Benson
August 2014 - April 2025
Benson came into my life as a kitten. He was rescued from the freezing cold, and brought to the Humane Society. The moment I picked him up, he nuzzled his little head into my neck and wouldn’t let go. It was truly love at first sight.
He needed a friend, and that’s when I found Gemma, his new sister who I adopted the same day. Driving home with them for the first time, I remember thinking, what have I gotten myself into?
They said to keep them separated for a few days but that proved to be impossible so within hours they met face to face. Gemma hissed at first but within about ten minutes, they were obsessed with each other and naturally, I was obsessed with them.
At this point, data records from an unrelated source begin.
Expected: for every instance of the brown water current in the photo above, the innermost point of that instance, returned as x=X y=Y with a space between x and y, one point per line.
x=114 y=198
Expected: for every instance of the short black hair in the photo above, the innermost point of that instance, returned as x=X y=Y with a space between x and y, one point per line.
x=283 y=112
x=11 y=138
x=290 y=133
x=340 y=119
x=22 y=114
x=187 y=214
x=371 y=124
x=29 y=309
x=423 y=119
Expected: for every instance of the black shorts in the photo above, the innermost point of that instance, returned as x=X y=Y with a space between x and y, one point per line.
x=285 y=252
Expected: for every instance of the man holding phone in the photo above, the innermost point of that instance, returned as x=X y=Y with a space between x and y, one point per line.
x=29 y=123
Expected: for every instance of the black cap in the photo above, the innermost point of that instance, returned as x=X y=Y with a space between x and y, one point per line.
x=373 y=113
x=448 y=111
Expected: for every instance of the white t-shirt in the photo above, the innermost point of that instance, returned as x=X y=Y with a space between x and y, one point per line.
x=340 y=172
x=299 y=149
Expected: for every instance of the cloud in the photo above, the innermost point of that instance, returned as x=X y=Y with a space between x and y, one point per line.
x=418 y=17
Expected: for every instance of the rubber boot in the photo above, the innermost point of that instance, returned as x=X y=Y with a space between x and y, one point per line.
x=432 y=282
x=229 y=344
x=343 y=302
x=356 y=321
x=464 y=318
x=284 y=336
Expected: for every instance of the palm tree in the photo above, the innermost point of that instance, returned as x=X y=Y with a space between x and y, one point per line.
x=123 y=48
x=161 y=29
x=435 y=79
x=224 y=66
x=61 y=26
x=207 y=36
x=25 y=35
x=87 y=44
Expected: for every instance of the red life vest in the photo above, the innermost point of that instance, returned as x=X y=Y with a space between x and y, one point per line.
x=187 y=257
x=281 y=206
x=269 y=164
They grew up to have very different personalities. Gemma is standoffish and hates anyone who enters the house and Benson was the one everyone fell in love with.
He loved watching the birds outside, jumping on the counter to scavenge for food, pouncing on Gemma playfully, sleeping on mom’s chest, chasing light beams, and hunting any insect he found. He was the best snuggle monkey ever and loved being the little spoon.
Over the years, he had multiple health issues and almost two years ago, he developed diabetes. As much as I tried, he never seemed to do well even with consistent insulin. He eventually started losing a lot of weight and was diagnosed with hyperthyroidism. At first, I was relieved since it was easily treatable. But a lesion began invading his mouth and causing him stress and extreme discomfort.
After many vet visits and medications, nothing was helping. The treatments worsened his diabetes, and the weight loss continued. He became very dehydrated, and the lesion got worse. There was nothing more we could do. His little body had been through too much. I couldn’t put him through months more of vet visits, needles, and medications when the hope of a healthy life had faded.
He passed at home, in my arms, with his head nestled in my neck the same way he had the very first time we met.
My heart is shattered, but I’m glad he is at rest now. No more needles, no more cones, no more pills. He will always be with me, I will carry his memory like a treasure forever.
You were so loved, my boy. And you will be so deeply missed.